ただし各社とも短期間で機能が入れ替わります。「今どれが一番か」を断定しても、すぐ古くなります。 大事なのは順位づけより、次の「用途別の使い分け」と「賢い契約の仕方」です。
サッカーの現場では、用途で選ぶ
- 連絡文・お知らせの下書き:どれでも十分。まず無料プランで試すのがおすすめ。
- 外国籍の家庭への翻訳:どれも下書きに使えます。仕上げは分かる人の確認を。
- 長い大会要項の要約:長文の読み込みが要るので、長文処理が得意とされるものが快適なことも。ただし日程・ルールは必ず公式で裏取り(前々回参照)。
- HP・SNSの文章や画像のたたき台:前回のとおり、まずは無料で試して感触をつかむ。

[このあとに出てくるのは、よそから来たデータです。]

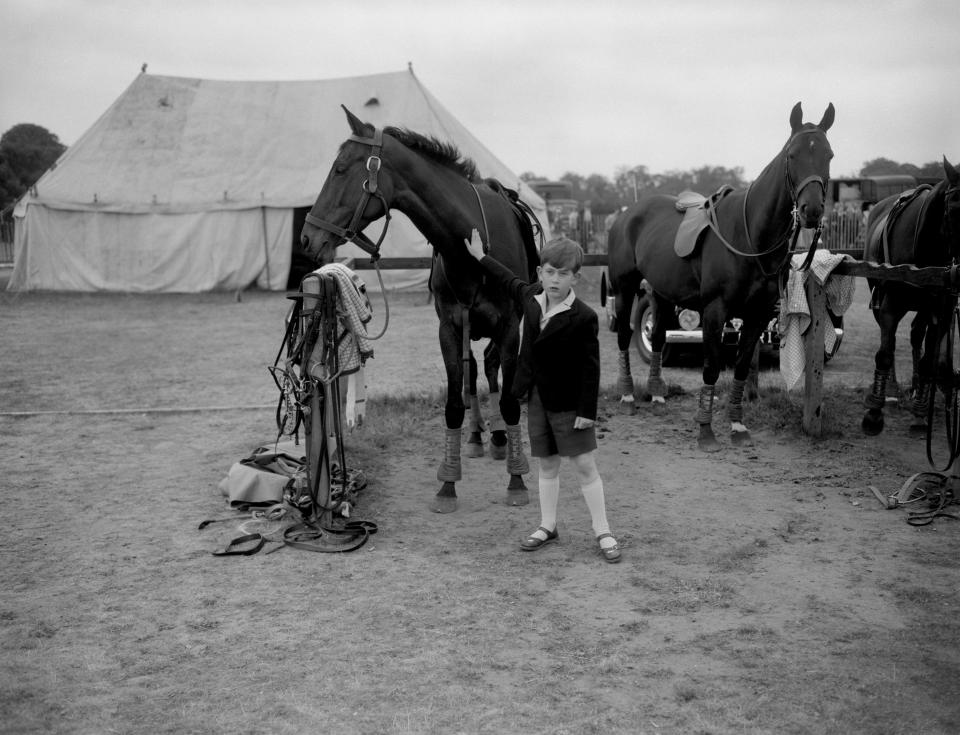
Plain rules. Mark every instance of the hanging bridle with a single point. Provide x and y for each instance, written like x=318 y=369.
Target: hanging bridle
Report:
x=795 y=192
x=371 y=189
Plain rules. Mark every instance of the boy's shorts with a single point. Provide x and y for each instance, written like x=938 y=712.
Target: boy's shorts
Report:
x=552 y=432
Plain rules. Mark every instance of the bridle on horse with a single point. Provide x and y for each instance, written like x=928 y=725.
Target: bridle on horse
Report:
x=371 y=189
x=795 y=191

- 対戦表・審判割当:これはAIより専用のTRMスケジュール作成ツールが速くて確実です。
迷ったら、今いちばん使う場面(例:連絡文の下書き)で、無料プランを2〜3社さわり比べるのが確実です。相性は人によって違います。
賢いのは「適時課金」― 常時フル契約しない
ここがこの記事のいちばん伝えたい戦略です。AIは進化が速いので、ずっと高いプランを契約し続けるより、必要な時期だけ有料にするほうが費用対効果が高くなりやすいです。

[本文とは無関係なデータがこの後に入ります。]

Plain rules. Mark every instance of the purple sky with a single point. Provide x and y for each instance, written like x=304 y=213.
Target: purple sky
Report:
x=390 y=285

- まず無料で試す:多くの事務作業は無料プランで十分こなせます。
- 用途が固まって、無料の上限が足りないと感じたら課金:例えば「大会シーズンで要項の要約や告知づくりが増える月だけ有料にする」など。
- 使わない時期は解約・ダウングレード:多くのサービスは月単位で切り替えられます。オフシーズンは無料に戻す、という運用も可能です。
クラブの会費は預かりものです。「なんとなく契約しっぱなし」を避け、必要な分だけ払う——この考え方は、会計の透明化(月謝設定と会計の透明化)とも相性がいいはずです。契約前に、解約条件と請求サイクルを公式でご確認ください。
まとめ
- 料金・機能はすぐ変わります。この記事の金額は2026年9月11日時点の目安。最新は各公式で。

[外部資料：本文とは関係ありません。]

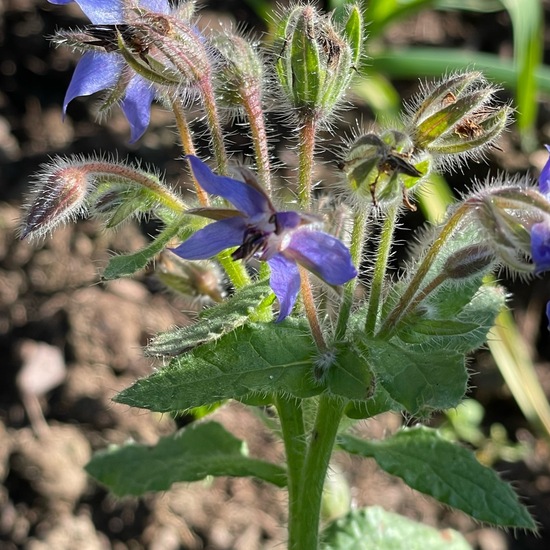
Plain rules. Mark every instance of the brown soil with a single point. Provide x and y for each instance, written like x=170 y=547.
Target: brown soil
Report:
x=75 y=342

- 事務作業の多くはどれでも・無料でもかなりできる。順位づけより用途で選ぶ。
- 常時フル契約せず、必要な時期だけ有料にするのが費用対効果の面で現実的。
- 守る一線は前々回・前回と同じ——個人情報を入れない/事実は公式で裏取り/最終判断は人/規約の範囲で。
なお本記事は一般的な整理であり、特定のAI製品の性能・安全性・料金を保証するものではありません。料金・プラン・機能は各社が随時改定します。契約前に必ず各社の公式ページで最新情報をご確認ください。